2. AI-Powered Camera Analysis
Front door motion triggers a real-time image analysis request to Google Gemini via LLM Vision:
automation.yaml — LLM Vision action
action: llmvision.image_analyzer
data:
message: >-
Describe activity at the front entrance. Look for vehicles,
models, and registration numbers. Limit to 75 words.
image_entity: camera.streetside
response_variable: watchman_analysis
The AI response is delivered via iOS push notification and Alexa TTS announcement during waking hours — giving the homeowner instant, human-readable context rather than a raw camera alert.
3. Kitchen Vent Automation — Bug Fix
A diagnostics review uncovered a long-running issue: the kitchen exhaust fan was running indefinitely. Analysis of live entity states and automation history revealed that the turn-on automation (triggered by temperature or air quality sensors) was active, while the matching turn-off automation had been disabled since September 2025.
Hardcoded 90-second delays in the turn-off branches were replaced with a configurable input_number.turn_off_count_down_minutes helper, giving the homeowner runtime control over fan duration after conditions normalise.

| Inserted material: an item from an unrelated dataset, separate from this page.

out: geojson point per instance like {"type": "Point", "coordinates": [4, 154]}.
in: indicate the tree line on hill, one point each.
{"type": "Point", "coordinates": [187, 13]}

4. AWS CodeCommit — Configuration Version Control
An AWS CodeCommit repository was created and linked to the Pi using HTTPS with the AWS credential helper. The Pi now runs a cron job every three minutes:
git-sync.sh — bidirectional cron job
flock -n /tmp/git-sync.lock -c \ "cd /config && git add -A && \ git diff --cached --quiet || git commit -m 'Auto-backup: $(date)' && \ git pull --rebase origin main && \ git push origin main"

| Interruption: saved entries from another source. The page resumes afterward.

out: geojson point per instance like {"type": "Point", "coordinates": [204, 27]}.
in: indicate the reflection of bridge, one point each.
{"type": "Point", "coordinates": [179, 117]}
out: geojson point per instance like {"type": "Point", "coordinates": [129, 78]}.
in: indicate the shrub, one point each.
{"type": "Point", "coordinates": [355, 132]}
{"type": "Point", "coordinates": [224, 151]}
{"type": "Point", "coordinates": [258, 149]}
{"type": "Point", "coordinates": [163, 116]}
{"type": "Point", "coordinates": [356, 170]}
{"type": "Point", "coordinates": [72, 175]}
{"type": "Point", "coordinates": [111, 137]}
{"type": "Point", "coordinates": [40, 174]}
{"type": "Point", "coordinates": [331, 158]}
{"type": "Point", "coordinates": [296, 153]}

This bidirectional sync ensures GUI changes made in the HA UI are automatically committed and pushed, while AI-assisted development changes reach the Pi within three minutes of being written.
Benefits Realized
| Area | Before | After |
|---|---|---|
| Entry monitoring | 3 separate automations | 1 unified Watchman with 3 modes |
| AI context on alerts | None | Gemini image description on every motion alert |
| Configuration backup | None | Versioned, cloud-synced via AWS CodeCommit |
| Development workflow | Manual UI edits only | AI-assisted editing + automatic push/pull |
| Lighting conditions | Binary (after sunset) | Time-of-day aware (Dusk / Night / Dawn) |
| Vent fan behaviour | Ran indefinitely | Configurable countdown with cause-aware logic |
Future Improvements
The foundation built today opens several natural next steps:
Area-Based Entity Management
Assigning all entities to HA Areas and Floors will enable automations to target entire rooms rather than hardcoded entity lists, dramatically reducing maintenance when devices are added or replaced.

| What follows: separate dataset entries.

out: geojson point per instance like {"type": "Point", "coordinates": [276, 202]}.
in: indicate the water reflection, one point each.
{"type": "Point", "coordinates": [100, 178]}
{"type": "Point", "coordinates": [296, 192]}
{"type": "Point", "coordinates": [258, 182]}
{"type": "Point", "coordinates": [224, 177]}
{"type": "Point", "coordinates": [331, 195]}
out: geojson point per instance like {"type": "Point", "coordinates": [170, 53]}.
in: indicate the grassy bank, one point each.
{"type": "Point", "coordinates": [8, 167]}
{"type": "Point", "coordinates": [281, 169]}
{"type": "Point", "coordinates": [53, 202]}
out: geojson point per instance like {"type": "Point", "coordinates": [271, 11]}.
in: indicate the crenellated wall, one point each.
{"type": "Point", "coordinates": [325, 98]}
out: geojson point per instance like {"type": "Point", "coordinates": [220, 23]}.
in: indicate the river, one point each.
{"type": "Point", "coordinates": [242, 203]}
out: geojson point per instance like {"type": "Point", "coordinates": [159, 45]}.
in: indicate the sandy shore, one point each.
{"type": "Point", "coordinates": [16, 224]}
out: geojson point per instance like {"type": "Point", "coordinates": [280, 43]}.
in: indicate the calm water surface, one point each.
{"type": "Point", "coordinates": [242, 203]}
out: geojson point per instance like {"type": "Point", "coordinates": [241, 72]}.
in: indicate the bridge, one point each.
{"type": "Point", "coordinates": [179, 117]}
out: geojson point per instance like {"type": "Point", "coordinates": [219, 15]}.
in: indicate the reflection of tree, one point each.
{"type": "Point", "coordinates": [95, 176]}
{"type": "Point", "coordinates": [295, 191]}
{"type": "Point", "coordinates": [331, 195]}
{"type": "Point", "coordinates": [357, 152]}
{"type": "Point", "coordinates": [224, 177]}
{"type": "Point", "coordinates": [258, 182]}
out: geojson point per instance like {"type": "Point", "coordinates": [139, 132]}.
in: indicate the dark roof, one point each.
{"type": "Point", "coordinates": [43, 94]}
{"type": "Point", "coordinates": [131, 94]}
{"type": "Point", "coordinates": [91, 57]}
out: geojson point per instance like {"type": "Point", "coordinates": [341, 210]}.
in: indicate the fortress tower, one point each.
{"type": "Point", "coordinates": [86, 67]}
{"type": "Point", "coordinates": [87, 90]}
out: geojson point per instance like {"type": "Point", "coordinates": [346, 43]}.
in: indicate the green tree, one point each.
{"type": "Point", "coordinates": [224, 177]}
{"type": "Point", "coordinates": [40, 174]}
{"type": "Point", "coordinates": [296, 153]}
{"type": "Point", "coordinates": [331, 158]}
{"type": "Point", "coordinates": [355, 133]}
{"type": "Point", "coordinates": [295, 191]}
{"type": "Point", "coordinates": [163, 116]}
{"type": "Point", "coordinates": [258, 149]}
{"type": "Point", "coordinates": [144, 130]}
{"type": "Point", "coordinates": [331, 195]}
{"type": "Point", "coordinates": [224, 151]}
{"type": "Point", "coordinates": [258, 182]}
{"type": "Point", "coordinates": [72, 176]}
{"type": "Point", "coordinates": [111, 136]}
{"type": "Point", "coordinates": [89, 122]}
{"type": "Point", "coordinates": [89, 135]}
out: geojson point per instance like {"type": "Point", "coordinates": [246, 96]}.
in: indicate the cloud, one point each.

Automated Configuration Deployment
A shell_command integration paired with a file watcher could enable fully automated deployment — changes written to a synced file are automatically loaded by HA without any manual step.
Local AI Inference
Google Gemini currently processes camera images in the cloud. A local model (e.g., Ollama with LLaVA) running on the same network would eliminate external API dependency and ensure camera images never leave the home network.
Multi-Property Dashboard
With three properties managed from one HA instance, a unified dashboard with property-level grouping using the newly established Floors/Areas structure would provide at-a-glance status across all locations.
Predictive Maintenance Alerts
Battery levels, device availability, and sensor health are already tracked. Proactive alerts when batteries drop below a threshold or a device goes unavailable would prevent the silent failures observed today.
Conclusion
In one session, a collection of fragmented, unmaintained automations was replaced with a cohesive, AI-powered security system backed by version-controlled cloud infrastructure. The Needham Watchman now provides presence-aware, priority-tiered security coverage across all entry points — while a bidirectional git sync pipeline ensures that every change, whether made by a developer or through the HA GUI, is permanently recorded and recoverable.
The system is no longer just reactive. It is intelligent, observable, and built to grow.